El agua de la Fuente de las Vaquerizas devuelve el latido de las pequeñas cosas a la Sierra del Ocejón
El descubrimiento de la Fuente de las Vaquerizas abre una pequeña pero valiosa puerta a la memoria de Almiruete. En este rincón de la Sierra Norte de Guadalajara, donde la pizarra y la jara marcan el paisaje, lo aparentemente humilde adquiere un significado especial.
Esta fuente, situada en el antiguo camino entre Almiruete y Muriel, en la zona conocida como La Tonda, emerge -según han compartido vecinos del municipio en redes sociales- como un nuevo elemento a identificar dentro del patrimonio local.
Lejos de los grandes monumentos, este tipo de hallazgos conecta con una realidad más silenciosa pero esencial: la de los puntos de agua que hicieron posible la vida en la sierra.
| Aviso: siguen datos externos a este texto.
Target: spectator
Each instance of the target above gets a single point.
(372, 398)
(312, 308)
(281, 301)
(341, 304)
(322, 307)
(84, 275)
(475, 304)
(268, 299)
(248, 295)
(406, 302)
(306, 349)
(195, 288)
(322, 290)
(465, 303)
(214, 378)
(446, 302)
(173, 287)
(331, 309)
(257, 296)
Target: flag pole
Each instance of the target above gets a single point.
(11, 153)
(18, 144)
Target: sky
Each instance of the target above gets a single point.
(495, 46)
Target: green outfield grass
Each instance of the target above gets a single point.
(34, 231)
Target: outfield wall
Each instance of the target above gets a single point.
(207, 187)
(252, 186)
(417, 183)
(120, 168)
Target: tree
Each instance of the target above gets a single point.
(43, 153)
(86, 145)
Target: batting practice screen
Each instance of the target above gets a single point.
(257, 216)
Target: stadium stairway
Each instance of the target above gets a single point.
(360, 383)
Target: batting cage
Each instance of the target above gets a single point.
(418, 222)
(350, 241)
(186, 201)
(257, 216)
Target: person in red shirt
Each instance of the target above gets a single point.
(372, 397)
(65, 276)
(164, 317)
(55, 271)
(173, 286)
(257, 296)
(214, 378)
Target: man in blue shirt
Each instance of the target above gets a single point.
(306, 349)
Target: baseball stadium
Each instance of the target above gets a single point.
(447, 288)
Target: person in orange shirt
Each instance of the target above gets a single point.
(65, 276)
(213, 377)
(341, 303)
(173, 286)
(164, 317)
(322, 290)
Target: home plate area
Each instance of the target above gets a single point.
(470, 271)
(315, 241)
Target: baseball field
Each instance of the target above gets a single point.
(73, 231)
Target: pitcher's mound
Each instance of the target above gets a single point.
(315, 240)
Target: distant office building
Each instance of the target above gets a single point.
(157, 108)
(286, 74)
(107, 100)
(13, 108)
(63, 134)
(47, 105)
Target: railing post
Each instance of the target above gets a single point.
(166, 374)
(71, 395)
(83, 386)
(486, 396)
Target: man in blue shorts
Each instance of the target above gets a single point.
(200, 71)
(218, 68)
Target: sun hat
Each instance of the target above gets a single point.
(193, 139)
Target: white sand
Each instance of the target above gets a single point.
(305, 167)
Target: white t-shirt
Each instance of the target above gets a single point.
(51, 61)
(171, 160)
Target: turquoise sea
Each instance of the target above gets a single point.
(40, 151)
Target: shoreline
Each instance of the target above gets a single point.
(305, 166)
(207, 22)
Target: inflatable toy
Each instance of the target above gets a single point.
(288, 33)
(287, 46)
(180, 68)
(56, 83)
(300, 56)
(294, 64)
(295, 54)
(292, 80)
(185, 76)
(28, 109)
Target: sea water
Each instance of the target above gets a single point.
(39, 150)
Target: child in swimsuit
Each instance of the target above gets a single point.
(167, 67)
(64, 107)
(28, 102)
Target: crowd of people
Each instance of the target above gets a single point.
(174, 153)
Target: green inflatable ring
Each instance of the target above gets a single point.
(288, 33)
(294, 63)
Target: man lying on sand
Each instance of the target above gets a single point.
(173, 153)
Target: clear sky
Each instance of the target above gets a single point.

Fuentes como esta no solo saciaban la sed; también marcaban rutas, encuentros y formas de habitar el territorio. En esa línea se sitúa la mirada del cronista provincial Antonio Herrera Casado, que ha reivindicado en numerosas ocasiones el valor del llamado “patrimonio menor” como base de la historia cotidiana de los pueblos.
El hallazgo, impulsado por la iniciativa de dos vecinos, refleja además una tendencia cada vez más visible en la España rural: la recuperación desde abajo de elementos olvidados. No se trata solo de localizar una fuente, sino de devolverle sentido dentro de un paisaje cultural más amplio, el de la Sierra del Ocejón y su arquitectura negra.
Ahora, con la intención de geolocalizarla, señalizarla y facilitar un acceso senderista, la Fuente de las Vaquerizas inicia una nueva etapa. De rastro casi invisible a posible punto de interés para vecinos y visitantes, este pequeño hilo de agua vuelve a fluir como parte de una identidad que se reconstruye paso a paso.